Statistics is a science of collecting, organizing, presenting, analyzing, and interpreting the data in an effective way to get some insight into data. Statistics is a collection of tools that you can use to get answers to important questions about data. You can use descriptive statistical methods to transform raw observations into information that you can understand and share.
Why is Statistics Important to Machine Learning?
Problem Framing: Requires the use of exploratory data analysis and data mining.
Data Understanding: Requires the use of summary statistics and data visualization.
Data Cleaning. Requires the use of outlier detection, imputation, and more.
Data Selection. Requires the use of data sampling and feature selection methods.
Data Preparation. Requires the use of data transforms, scaling, encoding, and much more.
Model Evaluation.

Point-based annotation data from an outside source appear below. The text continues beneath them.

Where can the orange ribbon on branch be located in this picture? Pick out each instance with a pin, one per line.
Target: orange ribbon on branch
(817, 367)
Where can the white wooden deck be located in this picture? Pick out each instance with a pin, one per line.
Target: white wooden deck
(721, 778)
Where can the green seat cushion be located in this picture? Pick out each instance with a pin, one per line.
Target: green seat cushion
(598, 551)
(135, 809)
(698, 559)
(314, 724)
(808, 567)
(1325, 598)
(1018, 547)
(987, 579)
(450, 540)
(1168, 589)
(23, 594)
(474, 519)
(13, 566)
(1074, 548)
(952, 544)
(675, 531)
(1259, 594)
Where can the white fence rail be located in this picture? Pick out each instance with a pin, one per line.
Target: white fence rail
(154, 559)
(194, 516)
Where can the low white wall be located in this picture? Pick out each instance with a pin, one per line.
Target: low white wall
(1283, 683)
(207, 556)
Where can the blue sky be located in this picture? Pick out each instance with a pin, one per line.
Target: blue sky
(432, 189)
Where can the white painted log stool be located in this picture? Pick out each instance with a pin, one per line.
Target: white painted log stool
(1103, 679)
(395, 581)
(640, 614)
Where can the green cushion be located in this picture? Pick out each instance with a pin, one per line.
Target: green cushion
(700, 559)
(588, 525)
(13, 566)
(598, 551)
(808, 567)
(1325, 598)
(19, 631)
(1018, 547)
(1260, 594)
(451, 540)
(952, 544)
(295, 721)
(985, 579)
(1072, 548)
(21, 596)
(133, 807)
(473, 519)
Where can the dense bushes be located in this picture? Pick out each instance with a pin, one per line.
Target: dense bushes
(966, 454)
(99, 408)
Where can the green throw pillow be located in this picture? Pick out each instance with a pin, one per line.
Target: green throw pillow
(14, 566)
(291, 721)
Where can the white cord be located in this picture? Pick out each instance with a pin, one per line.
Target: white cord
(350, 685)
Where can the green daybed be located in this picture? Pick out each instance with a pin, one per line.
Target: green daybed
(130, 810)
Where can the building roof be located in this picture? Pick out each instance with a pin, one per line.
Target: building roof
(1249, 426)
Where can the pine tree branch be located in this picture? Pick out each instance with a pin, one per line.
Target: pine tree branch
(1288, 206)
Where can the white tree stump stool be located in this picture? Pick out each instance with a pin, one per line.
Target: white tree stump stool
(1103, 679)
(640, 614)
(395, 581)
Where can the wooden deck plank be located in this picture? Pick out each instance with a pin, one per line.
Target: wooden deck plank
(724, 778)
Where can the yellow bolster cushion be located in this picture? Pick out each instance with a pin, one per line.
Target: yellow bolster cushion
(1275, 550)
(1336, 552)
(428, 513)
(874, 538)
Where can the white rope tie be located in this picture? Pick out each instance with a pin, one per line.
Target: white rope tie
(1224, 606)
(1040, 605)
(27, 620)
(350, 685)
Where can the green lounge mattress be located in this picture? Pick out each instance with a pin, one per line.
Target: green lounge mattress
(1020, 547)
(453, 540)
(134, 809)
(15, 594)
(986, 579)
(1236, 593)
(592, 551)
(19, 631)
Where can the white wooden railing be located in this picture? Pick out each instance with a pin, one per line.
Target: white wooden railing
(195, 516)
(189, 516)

Requires experimental design and resampling methods.
Model Configuration. Requires the use of statistical hypothesis tests and estimation statistics.
Model Selection. Requires the use of statistical hypothesis tests and estimation statistics.
Model Presentation. Requires the use of estimation statistics such as confidence intervals.
Model Predictions. Requires the use of estimation statistics such as prediction intervals.
Types of data:
When you collect quantitative data, the numbers you record represent real amounts that can be added, subtracted, divided, etc. There are two types of quantitative variables: discrete(Counts of individual items or values.) and continuous(Measurements of continuous or non-finite values.).
Categorical variables represent groupings of some kind. They are sometimes recorded as numbers, but the numbers represent categories rather than actual amounts of things.
There are three types of categorical variables: binary(Yes/no outcomes.), nominal(Groups with no rank or order between them.), and ordinal variables(Groups that are ranked in a specific order.).